Deepfakes are used for laughs and more nefarious reasons. Here’s more about the concept and why it isn’t all fun and games.
Once largely confined to pornography, deepfakes are now popping up everywhere. More troubling: the technology behind it is getting better each year, which could have broad implications in the coming years.
Did Mark Zuckerberg really admit to having stolen data from billions of people? Did Barack Obama call Donald Trump “a complete dipshit?” Each of these videos links is an example of a deepfake, a dangerous form of artificial technology that makes it possible to put words in someone’s mouth or a different face on another person’s body. There are also “voice skins” and “voice clones,” which allow pranksters to mimic the voice.
When discussing deepfakes, there are two questions worth answering. First, what makes them, and second, why have they increasingly become so effective. So let’s take a look.
Deepfakes: So, What’s the Problem?
No doubt, some deepfakes are funny — once you’re in on the joke. Imagine, for example, that the 44th president of the United States really did publicly call the 45th a bad name or that the original Wonder Woman, Lynda Carter, was somehow placed into the more recent movies that actually starred Gal Gadot.
Unfortunately, as deepfakes get better, problems could arise and cause significant problems. For example, political opponents can create fakes videos showing their opponents in compromising positions. In doing so, they could shift the election outcome. In a more dangerous example, imagine the current president of the United States declaring war on China and the Chinese government believing it’s true.
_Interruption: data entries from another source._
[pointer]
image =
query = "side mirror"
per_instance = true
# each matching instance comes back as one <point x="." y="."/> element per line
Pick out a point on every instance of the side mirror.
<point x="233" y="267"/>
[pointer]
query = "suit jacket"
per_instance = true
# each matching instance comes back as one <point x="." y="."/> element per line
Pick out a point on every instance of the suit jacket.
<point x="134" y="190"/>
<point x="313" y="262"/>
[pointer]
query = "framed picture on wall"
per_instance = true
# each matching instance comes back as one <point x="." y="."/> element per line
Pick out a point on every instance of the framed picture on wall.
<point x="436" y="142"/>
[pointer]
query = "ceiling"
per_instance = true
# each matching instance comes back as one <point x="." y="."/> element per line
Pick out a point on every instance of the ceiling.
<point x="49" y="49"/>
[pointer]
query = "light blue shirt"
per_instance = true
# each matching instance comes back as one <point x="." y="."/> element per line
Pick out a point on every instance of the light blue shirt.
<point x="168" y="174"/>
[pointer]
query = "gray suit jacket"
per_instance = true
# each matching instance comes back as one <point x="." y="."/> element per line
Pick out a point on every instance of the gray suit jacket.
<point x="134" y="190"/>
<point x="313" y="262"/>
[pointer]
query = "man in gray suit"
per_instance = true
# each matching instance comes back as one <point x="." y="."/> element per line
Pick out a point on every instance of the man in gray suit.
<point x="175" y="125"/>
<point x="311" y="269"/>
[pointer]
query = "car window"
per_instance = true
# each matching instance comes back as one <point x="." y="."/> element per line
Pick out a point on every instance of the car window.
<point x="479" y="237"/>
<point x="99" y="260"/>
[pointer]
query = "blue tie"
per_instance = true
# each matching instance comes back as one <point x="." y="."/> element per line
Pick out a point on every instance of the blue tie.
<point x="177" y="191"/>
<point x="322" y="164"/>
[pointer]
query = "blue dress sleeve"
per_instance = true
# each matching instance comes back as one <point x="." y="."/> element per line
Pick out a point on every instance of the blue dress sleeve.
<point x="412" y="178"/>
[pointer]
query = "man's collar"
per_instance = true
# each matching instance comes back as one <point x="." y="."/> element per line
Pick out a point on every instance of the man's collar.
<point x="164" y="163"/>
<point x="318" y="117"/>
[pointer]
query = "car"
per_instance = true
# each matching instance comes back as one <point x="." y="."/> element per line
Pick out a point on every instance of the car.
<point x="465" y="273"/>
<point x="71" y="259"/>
Problems with deepfakes don’t have to involve celebrities or government officials. For example, with “voice skins,” a scammer could convince a parent their child is in trouble, or a fake IRS agent could swindle an unsuspecting citizen to hand over banking information.
Other examples of deepfakes are phishing scams, data breaches, reputation smearing, social engineering, automated disinformation attacks, and financial fraud, among many others.
Why Are They Effective?
Deep learning technology has improved the quality of deepfakes in recent years. And yet, there are other reasons the line because fact and fiction are becoming increasingly blurred. According to Deep Fake Now, confirmation bias and false belief are also messing with our brains.
With confirmation bias, individuals search for, interpret, and favor information in a way that supports one’s beliefs or values.
As the American Psychology Association (APA) explains, “Confirmation Bias is the tendency to look for information that supports, rather than rejects, one’s preconceptions, typically by interpreting evidence to confirm existing beliefs while rejecting or ignoring any conflicting data.”
In psychology, the theory of mind refers to the mental capacity to understand other people and their behavior. A false belief is considered an important milestone to the theory. It’s the understanding that other people can believe things that aren’t true.
Back to Deep Fake Now: “Given enough time, someone, somewhere will inevitably use ‘alternative facts’ to support their agenda. And they’ll be likely to use deepfake technology to ‘prove’ their statements. It’s their way of spreading doubt and propaganda within societies.”
Both concepts show how deepfakes are be used as a tool to alter an opinion.
Deepfakes: Is It Real or Fake?
Even though the technology behind deepfakes is getting better, there are ways to tell when a video specifically is fake. In fact, Norton explains there are at least 15 sure-fire ways to determine fakery. Among these are:
- Unnatural eye movement. Eye movements that do not look natural — or a lack of eye movement, such as an absence of blinking — are red flags. It’s challenging to replicate the act of blinking in a way that looks natural. It’s also challenging to replicate a real person’s eye moments. That’s becomes someone’s eyes usually follow the person they’re talking to.
- A lack of emotion. You also can spot facial morphing or image stiches if someone’s face doesn’t seem to exhibit the emotion that should go along with what they’re supposedly saying.
- Unnatural coloring. Abnormal skin tone, discoloration, weird lighting, and misplaced shadows are all signs that what you’re seeing is likely fake.
- Digital fingerprints. Blockchain technology can also create a digital fingerprint for videos. While not foolproof, this blockchain-based verification can help establish a video’s authenticity. Here’s how it works. When a video is created, the content is registered to a ledger that can’t be changed. This technology can help prove the authenticity of a video.
- Reverse image searches. A search for an original image, or a reverse image search with the help of a computer, can unearth similar videos online to help determine if an image, audio, or video has been altered in any way. While reverse video search technology is not publicly available yet, investing in a tool like this could be helpful.
There are lots of examples of deepfakes online. My personal favorites include the following:
As you can see, deepfakes can be funny, hilarious, really. Unfortunately, they can also be dangerous when the technology is used illegally. It will be interesting to where this goes as a concept in the years ahead.